Anticoagulation use and rate of bland thrombus
A total of 10 (20%) patients with tumor thrombus received
anticoagulation in combination with cancer-directed therapies. Patient
and tumor thrombus characteristics are summarized in Table 2. Six
patients received therapeutic doses of anticoagulation and 4 received
prophylactic doses of anticoagulation. The rationale for starting
anticoagulation was symptomatic tumor thrombus in 4 patients: pulmonary
embolism (PE, n=2), renal vein thrombus (RVT, n=1) and lower extremity
pain and swelling (n=1) concomitant to tumor thrombus diagnosis. Patient
6 was a teenager who relapsed with a right atrial thrombus identified on
routine surveillance imaging after completing therapy and achieving
complete remission of osteosarcoma. Despite therapeutic anticoagulation,
she developed a symptomatic PE 1 week later which required urgent
mechanical thrombectomy. Tissue specimen confirmed relapsed osteosarcoma
and the anticoagulant was discontinued. She subsequently died of another
PE. Patient 7 had newly diagnosed Ewing sarcoma treated with upfront
radical nephrectomy and IVC tumor thrombectomy, which was confirmed by
pathology. Routine scans obtained 2 weeks later, showed possible
residual tumor thrombus in IVC surgical site and pulmonary infarcts with
confirmation of PE via CT angiography. She was started on chemotherapy
following the surgery. The finding of thrombus on repeat imaging was
concerning for tumor thrombus vs a component of bland thrombus that
might have developed post thrombectomy. Hence, she was started
therapeutic anticoagulation in addition to chemotherapy for Ewings
sarcoma. After 6 months of therapeutic anticoagulation and chemotherapy,
repeat imaging studies showed complete resolution of IVC thrombus and
PE. She ultimately died due to relapsed disease. Patient 8 had clear
cell sarcoma with extensive tumor thrombus extending from IVC to common
iliac and femoral veins. Chemotherapy was initiated soon after
diagnosis, but anticoagulation was not started at that time. However, he
presented a few weeks later with left lower leg pain and swelling.
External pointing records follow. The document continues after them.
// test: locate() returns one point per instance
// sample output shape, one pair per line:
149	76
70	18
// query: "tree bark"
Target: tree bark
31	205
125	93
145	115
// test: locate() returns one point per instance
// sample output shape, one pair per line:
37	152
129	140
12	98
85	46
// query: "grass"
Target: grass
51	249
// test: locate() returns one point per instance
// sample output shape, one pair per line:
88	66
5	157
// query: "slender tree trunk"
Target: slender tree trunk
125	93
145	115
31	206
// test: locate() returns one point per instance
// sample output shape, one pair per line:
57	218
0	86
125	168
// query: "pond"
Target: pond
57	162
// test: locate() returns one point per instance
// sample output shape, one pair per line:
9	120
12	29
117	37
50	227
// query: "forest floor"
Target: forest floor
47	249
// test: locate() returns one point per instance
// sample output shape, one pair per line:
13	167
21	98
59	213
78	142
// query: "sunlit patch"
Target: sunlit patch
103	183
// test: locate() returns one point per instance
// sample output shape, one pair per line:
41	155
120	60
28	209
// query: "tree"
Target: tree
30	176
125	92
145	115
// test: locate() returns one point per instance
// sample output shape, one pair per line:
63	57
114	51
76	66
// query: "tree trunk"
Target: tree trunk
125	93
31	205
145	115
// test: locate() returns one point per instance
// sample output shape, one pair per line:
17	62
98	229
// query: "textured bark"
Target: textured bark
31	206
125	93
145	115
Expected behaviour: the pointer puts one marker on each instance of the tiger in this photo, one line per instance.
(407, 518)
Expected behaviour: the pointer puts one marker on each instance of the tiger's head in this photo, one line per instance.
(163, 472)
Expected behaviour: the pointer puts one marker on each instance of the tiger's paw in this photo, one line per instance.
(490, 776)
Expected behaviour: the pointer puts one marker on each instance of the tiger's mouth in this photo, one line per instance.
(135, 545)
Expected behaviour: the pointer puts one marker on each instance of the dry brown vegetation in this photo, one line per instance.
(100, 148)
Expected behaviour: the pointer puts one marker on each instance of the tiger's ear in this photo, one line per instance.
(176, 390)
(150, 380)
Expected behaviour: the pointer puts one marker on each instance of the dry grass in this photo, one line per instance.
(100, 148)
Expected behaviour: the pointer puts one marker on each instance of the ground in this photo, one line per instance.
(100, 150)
Repeat imaging showed the same extensive tumor thrombus and a new
separate small occlusive thrombus in the superficial femoral vein which
could be tumor thrombus vs bland thrombus. Given the patient was
symptomatic, he was started on therapeutic anticoagulation. Leg pain and
swelling resolved after 4 days and anticoagulation was discontinued at
that point. Patient underwent surgical resection and IVC thrombectomy
later and pathology confirmed the finding of tumor thrombus. Finally,
patient 10 was started on therapeutic anticoagulation for occlusive
renal vein tumor thrombus causing elevated creatinine, concerning for
acute kidney injury. He received three months of therapeutic
anticoagulation along with chemotherapy for metastatic embryonal
carcinoma and repeat imaging at the end of three months showed improved
blood flow through the renal vein. The other six patients had an
asymptomatic tumor thrombus. Rationale for initiating anticoagulation in
these patients was to prevent further progression and possible embolism
of the bland thrombus component of the tumor from high risk locations
(IVC and/or right atrium).
The follow up period for the cohort was a median of 13.5 months (range 1
month to 7 years). Of the patients with or without anticoagulation, none
developed a subsequent bland thrombus and/or embolization secondary to
tumor thrombus, although there was uncertainty about one patient:
Patient 7 developed another thrombus post-surgical resection, but
without pathologic exam, it was unknown if this was bland thrombus or a
remnant of the previous tumor thrombus. A single patient developed a
clearly catheter-associated deep vein thrombus not related to tumor
thrombus 1 month after his cancer diagnosis.